Pensava em assisti-lo em quatro sessões (como numa série), mas acabei acompanhando a saga de Scarlett O’Hara praticamente numa sentada. E o que vi foi um pouco mais que um clássico. Foi a história da minha avó. A sua infância idílica e mimada, os flertes com as dezenas de pretendentes na adolescência, a revolução civil, o retorno recorrente à terra da infância (a Tara de Scarlett e a Avaré de Candinha), a decadência de uma família aristocrática de província. O filme surgiu em 1939. Minha avó nasceu em 1921. Tinha 18 anosou um pouco mais quando o viu pela primeira vez anunciado nos cartazes do cinema. É o retrato de seu tempo. E sim, é um símbolo de valores antiquados, de imagens de galanteria desdenhados pelo tempo. Numa trama muito complexa, retrata a Guerra Civil nos Estados Unidos narrada pelos perdedores, os secessionistas latifundiários e escravocratas do sul.

São muitas as cenas em que Vivien Leigh, que interpreta O’Hara, desce as escadas aveludadas de sua mansão com a agilidade de uma bailarina clássica. Com sua saia sobre saia sobre anáguas, a imagem é sempre bela e harmoniosa e o diretor sabe como tratá-la. A escada de mármore e veludo transmitia uma ideia grandiosa, uma majestade que se confundia com a dignidade humana, equivalente a outra, muito presente no filme: a das nuvens vermelhas do velho sul. Uma imagem dessas é a que eu queria assistir quando comprei uma tevê, sem entender muito bem a razão. Não à toa, um dos ápices da crise de Scarlett é o momento em que ela cai da escada como quem despenca de um desfiladeiro.

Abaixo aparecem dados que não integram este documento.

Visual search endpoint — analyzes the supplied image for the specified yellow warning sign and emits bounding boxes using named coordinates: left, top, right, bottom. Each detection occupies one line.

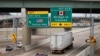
left=11, top=33, right=16, bottom=43
left=27, top=11, right=49, bottom=14
left=50, top=22, right=72, bottom=28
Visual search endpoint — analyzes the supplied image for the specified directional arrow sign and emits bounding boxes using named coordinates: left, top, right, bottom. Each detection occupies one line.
left=27, top=11, right=49, bottom=28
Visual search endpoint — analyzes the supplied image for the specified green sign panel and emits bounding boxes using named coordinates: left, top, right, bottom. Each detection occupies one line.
left=51, top=7, right=72, bottom=22
left=50, top=7, right=72, bottom=28
left=27, top=14, right=49, bottom=27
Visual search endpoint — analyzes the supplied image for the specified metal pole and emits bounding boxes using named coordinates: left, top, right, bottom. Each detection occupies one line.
left=90, top=1, right=94, bottom=39
left=90, top=1, right=94, bottom=56
left=13, top=18, right=17, bottom=49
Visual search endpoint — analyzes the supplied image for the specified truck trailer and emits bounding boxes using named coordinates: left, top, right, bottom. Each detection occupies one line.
left=50, top=31, right=74, bottom=54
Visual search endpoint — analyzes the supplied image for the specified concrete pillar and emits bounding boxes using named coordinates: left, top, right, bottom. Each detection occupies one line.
left=21, top=8, right=31, bottom=46
left=22, top=26, right=31, bottom=46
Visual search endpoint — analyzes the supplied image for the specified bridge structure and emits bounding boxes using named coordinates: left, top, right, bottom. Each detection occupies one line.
left=0, top=1, right=100, bottom=55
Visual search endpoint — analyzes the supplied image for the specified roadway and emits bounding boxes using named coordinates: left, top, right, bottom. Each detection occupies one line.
left=0, top=27, right=83, bottom=54
left=14, top=26, right=100, bottom=56
left=95, top=48, right=100, bottom=56
left=0, top=35, right=47, bottom=54
left=0, top=25, right=100, bottom=56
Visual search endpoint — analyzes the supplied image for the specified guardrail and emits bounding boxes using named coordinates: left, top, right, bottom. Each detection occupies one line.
left=76, top=25, right=100, bottom=56
left=76, top=40, right=100, bottom=56
left=76, top=47, right=90, bottom=56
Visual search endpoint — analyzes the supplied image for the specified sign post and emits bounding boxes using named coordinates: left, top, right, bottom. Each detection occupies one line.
left=12, top=18, right=17, bottom=49
left=50, top=7, right=72, bottom=28
left=27, top=11, right=49, bottom=28
left=85, top=2, right=96, bottom=56
left=90, top=1, right=95, bottom=56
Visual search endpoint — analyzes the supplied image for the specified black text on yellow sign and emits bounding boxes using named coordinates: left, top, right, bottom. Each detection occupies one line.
left=11, top=33, right=16, bottom=43
left=50, top=22, right=72, bottom=28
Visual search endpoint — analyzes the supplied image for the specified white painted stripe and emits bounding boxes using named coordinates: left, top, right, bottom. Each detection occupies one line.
left=75, top=33, right=100, bottom=56
left=65, top=43, right=86, bottom=56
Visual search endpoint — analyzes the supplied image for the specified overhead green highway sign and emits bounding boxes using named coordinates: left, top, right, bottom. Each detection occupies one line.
left=50, top=7, right=72, bottom=28
left=27, top=11, right=49, bottom=28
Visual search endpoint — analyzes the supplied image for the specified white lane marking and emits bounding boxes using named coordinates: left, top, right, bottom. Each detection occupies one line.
left=0, top=48, right=6, bottom=54
left=16, top=25, right=100, bottom=56
left=65, top=43, right=86, bottom=56
left=15, top=49, right=40, bottom=56
left=65, top=32, right=100, bottom=56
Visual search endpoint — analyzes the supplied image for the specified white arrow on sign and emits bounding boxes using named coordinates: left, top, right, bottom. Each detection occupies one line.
left=29, top=21, right=31, bottom=24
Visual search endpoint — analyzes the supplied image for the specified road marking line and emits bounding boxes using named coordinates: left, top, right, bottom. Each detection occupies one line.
left=65, top=33, right=100, bottom=56
left=65, top=43, right=86, bottom=56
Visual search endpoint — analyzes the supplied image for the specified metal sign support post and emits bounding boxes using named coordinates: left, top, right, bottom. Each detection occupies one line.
left=90, top=1, right=95, bottom=56
left=13, top=18, right=17, bottom=49
left=90, top=13, right=94, bottom=56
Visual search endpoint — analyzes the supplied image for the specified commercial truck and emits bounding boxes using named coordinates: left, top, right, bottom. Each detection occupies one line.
left=50, top=31, right=74, bottom=54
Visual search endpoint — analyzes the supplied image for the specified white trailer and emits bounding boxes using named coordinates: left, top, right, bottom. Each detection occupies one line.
left=50, top=31, right=74, bottom=54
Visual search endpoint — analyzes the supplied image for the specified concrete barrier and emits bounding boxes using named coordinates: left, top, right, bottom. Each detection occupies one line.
left=24, top=25, right=100, bottom=51
left=76, top=44, right=100, bottom=56
left=75, top=25, right=100, bottom=56
left=1, top=25, right=100, bottom=56
left=0, top=28, right=22, bottom=37
left=24, top=38, right=50, bottom=51
left=0, top=48, right=24, bottom=56
left=95, top=35, right=100, bottom=50
left=76, top=47, right=90, bottom=56
left=72, top=25, right=100, bottom=34
left=0, top=38, right=50, bottom=56
left=75, top=37, right=100, bottom=56
left=0, top=24, right=100, bottom=37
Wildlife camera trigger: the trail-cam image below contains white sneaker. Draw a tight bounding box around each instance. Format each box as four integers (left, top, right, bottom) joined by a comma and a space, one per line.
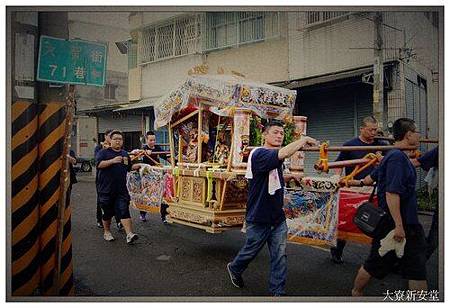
103, 232, 115, 241
126, 232, 138, 244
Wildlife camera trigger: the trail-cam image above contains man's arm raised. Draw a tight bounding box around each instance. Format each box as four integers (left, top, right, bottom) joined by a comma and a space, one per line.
278, 136, 318, 160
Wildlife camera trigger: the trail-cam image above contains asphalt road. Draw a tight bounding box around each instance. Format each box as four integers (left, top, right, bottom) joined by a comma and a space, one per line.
70, 173, 440, 301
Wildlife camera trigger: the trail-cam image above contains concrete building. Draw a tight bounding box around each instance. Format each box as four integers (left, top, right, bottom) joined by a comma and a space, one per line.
126, 9, 441, 178
286, 10, 440, 180
126, 11, 288, 143
67, 12, 140, 156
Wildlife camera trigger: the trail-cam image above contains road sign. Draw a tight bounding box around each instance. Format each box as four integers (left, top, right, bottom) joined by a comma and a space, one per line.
37, 35, 107, 87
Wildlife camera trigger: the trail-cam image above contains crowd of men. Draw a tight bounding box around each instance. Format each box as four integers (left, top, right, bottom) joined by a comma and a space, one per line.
81, 116, 438, 297
227, 116, 438, 297
91, 129, 171, 244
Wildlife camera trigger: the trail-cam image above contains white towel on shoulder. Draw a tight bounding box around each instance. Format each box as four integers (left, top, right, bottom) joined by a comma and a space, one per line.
378, 229, 406, 258
245, 147, 282, 195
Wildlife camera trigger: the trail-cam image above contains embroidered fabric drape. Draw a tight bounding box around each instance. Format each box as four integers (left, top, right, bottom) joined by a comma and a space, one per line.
127, 167, 165, 212
154, 74, 296, 129
284, 176, 340, 247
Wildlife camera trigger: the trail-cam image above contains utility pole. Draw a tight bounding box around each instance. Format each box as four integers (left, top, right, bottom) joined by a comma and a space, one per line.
38, 12, 70, 103
37, 12, 73, 296
373, 12, 385, 129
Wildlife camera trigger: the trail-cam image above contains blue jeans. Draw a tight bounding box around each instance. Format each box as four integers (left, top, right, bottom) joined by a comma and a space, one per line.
229, 220, 288, 295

Gone with the wind conta, de um modo ou de outro, a história de minha avó. E talvez seja por isso que ela o tenha assistido durante toda a sua vida. Fico pensando se os poucos livros que lemos como uma questão de vida ou morte também não narrem algo muito essencial que precisamos elaborar de modo recorrente, se a versão heroica e mítica de uma vida escrita não apazigua a outra, conturbada, fragmentada e autocrítica com que costumamos contar a nossa história.

P.S. Um autor que retratou bem o destino do velho sul dos Estados Unidos algumas décadas depois da abolição da escravatura é William Faulkner. Se puder, leia Luz em Agosto. Você não vai se arrepender.